God doesn't live in the future either
I dream big, but then so does everybody else. Why dream about becoming smaller than you actually are (unless of course you have ambitions of losing weight)? But think about the act of dreaming itself. For a rational being, it is an incredibly absurd thing to do. To sit there, in the midst of all anxieties and agonies, and to think of a happy place that exists in another dimension. Though it is within an arm's distance, somehow we could never touch it with our hands or hold it by closing the fist. How could anybody with the ability to dream ask for proof of God's existence? Who but God could think of medium where even the lowly of the lowliest could close their eyes and have a private world of his own - a world where mortals are immortals, where one is living the other's death.
Though God has given us the incredible ability to dream, He is not a God who exists only in the future. When I dream, I don't dream about God (I do make the mistake of dreaming to become god though), but I dream about me. There is always me in my dreams, and I could be that 'me' only if I could believe, not in me but in the One who has given the ability to see me as 'me'.
The Climax - God is present
No matter how much I don't like it, I live in the present - there is only NOW. Yesterdays are behind me, it was there to prepare for me to change; tomorrow is ahead of me, someday I will leave it behind; God is present, enabling me to remember the past to prepare for the future. But why do I have to have an awareness of the past and anticipation of the future to live in the present? Why God, why can't I just live in the present without regretting the past and worrying about the future?

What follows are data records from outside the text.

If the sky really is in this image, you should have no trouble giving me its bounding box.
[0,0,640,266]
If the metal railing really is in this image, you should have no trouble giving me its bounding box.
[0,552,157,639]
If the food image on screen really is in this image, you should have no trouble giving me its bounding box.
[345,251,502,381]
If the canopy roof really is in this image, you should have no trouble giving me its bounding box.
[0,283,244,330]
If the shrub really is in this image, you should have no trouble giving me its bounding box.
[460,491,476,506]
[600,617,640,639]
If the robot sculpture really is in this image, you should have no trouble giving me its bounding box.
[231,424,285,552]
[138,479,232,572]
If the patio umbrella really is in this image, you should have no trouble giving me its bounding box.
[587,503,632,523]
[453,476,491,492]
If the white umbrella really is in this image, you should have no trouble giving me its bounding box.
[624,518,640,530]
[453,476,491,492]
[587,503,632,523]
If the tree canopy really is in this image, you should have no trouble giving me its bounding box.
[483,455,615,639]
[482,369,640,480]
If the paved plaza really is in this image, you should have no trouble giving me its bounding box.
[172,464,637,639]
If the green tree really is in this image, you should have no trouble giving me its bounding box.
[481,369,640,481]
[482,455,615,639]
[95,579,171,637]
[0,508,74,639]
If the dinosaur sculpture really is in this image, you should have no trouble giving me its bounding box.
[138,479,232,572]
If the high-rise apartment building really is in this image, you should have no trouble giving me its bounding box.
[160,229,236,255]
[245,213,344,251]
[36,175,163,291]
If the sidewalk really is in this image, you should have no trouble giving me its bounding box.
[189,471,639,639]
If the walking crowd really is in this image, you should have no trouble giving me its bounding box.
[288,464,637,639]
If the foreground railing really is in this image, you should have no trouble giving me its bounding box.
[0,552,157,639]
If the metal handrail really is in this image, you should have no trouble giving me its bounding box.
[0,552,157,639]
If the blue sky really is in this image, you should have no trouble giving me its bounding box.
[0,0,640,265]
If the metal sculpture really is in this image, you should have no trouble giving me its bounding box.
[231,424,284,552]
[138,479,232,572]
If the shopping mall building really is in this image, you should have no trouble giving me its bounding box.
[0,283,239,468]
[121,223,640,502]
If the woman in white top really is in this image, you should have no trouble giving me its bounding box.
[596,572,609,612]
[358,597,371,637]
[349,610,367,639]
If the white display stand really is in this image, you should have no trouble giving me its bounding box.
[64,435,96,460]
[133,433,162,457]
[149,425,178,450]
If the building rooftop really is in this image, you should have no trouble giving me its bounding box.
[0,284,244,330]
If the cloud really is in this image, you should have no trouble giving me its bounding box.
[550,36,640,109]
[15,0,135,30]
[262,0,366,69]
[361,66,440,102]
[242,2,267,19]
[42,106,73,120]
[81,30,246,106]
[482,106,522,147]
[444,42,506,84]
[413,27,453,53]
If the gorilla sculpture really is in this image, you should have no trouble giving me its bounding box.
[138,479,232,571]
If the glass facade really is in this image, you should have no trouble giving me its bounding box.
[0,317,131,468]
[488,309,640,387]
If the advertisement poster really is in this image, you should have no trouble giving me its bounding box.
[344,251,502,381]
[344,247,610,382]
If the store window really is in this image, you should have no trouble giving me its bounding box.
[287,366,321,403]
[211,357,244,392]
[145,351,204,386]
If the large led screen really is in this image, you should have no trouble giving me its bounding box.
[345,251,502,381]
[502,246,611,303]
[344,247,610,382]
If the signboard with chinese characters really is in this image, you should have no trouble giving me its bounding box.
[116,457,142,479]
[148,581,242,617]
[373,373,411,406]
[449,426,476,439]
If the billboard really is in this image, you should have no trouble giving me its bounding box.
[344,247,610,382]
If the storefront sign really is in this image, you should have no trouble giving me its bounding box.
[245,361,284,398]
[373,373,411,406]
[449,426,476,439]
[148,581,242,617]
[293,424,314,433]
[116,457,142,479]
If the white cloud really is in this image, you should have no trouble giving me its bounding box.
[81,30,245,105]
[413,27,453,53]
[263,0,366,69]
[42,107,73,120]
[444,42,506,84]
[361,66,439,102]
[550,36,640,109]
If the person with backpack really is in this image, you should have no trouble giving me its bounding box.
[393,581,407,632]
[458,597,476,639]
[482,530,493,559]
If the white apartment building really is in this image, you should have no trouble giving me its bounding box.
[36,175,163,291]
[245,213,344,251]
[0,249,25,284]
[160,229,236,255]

Living in a selfish world, we have stopped looking at our lives through the eyes of God. We get glimpses of what God's intentions are with us through our imagination. But this enormous dream that we compile about our future is minuscule in comparison with God's plans for us. We fall flat on our face and might never get up if we ever realize what God has in store for us - not in the next life, but in this life here on earth. You see, God wants our future to be bigger, better and brighter than the past. It doesn't matter how good of a past we had, He wants to step it up another notch. How can He ever make it a reality unless we are able to remember the past and envision the future, all the while living in the present.
The Anti-climax
Living in the present is our chance to intrigue others. By committing ourselves to do simple things of everyday life spectacularly well with care and love, God wants us to fascinate others. He wants us to respect and cherish our family. He wants us to work hard and pay attention to our daily work. He wants us to go out of our way to help somebody in need. He wants us to stand up for what's right without counting the cost. God doesn't measure our life by counting all the spectacular accomplishments, rather He looks at the way we live and we love. We live and love in the present, so is GOD. Amen.